Italiani smemorata gente
Nigrizia
80 anni dalle leggi razziali

https://www.nigrizia.it/notizia/italian ... rata-gente

La scrittrice Francesca Melandri racconta per Nigrizia che cosa ha rappresentato il razzismo giuridico e culturale nelle colonie africane. E i buoni motivi per cui la sua conoscenza e discussione sono necessarie nell’Italia di oggi.

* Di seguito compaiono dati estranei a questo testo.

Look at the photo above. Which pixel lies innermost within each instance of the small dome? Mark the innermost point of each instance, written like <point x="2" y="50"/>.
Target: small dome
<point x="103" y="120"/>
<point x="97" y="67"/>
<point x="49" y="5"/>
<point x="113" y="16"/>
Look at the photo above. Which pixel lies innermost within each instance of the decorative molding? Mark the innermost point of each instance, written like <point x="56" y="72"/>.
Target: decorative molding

Nella costruzione del mito “Italiani brava gente”, uno dei capisaldi è l’idea che Mussolini abbia fatto le leggi razziali «solo perché le ha imposte Hitler». Ammettere una responsabilità anche collettiva nel razzismo fascista di stato renderebbe difficile raccontarsi, poi, come un popolo eccezionalmente mite. Esse sono state derubricate, così, a umana debolezza nei confronti della volontà dell’unico vero cattivo: Hitler e, per estensione, il popolo tedesco. Filippo Focardi ha ben spiegato questo processo proiettivo, fondamentale nel plasmare la costruzione identitaria del dopoguerra, ne Il cattivo tedesco e il bravo italiano (Laterza – 2014).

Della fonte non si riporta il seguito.